Menundukan kepalanya dia panik untuk menutupinya. Tetapi tangannya di bandingkan dengan kakinya, tidak bisa menutupi semuanya! Pada saat ini dia hanya mau menggali lubang untuk mengubur dirinya sendiri.
Menggigit bibirnya, chessy berbalik dan ingin berlari kembali kedalam kamar mandi.

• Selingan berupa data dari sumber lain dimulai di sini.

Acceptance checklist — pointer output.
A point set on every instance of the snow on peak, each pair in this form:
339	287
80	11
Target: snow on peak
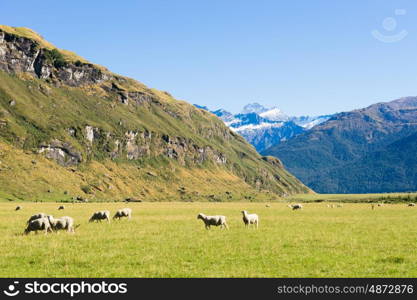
274	114
253	108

saat dia berbalik dan ingin pergi di belakangnya Dhefin sudah melangkah maju dan menariknya. Membalikan tubuh chessy ia dengan kuat mungunci chessy antara dirinya dan dinding.
"Dhefin, aku...." melihat Dhefin yang begitu dekat dengannya pada saat ini, wajah chessy merah dan ia segera menundukkan kepalanya dan tidak berani menatapnya lagi.
Dhefin menatapnya dengan mata yang melotot lebar, dan matanya tidak berkedip. Tampaknya chessy adalah harta di depan matanya. Jika berkedip akan kehilangan itu.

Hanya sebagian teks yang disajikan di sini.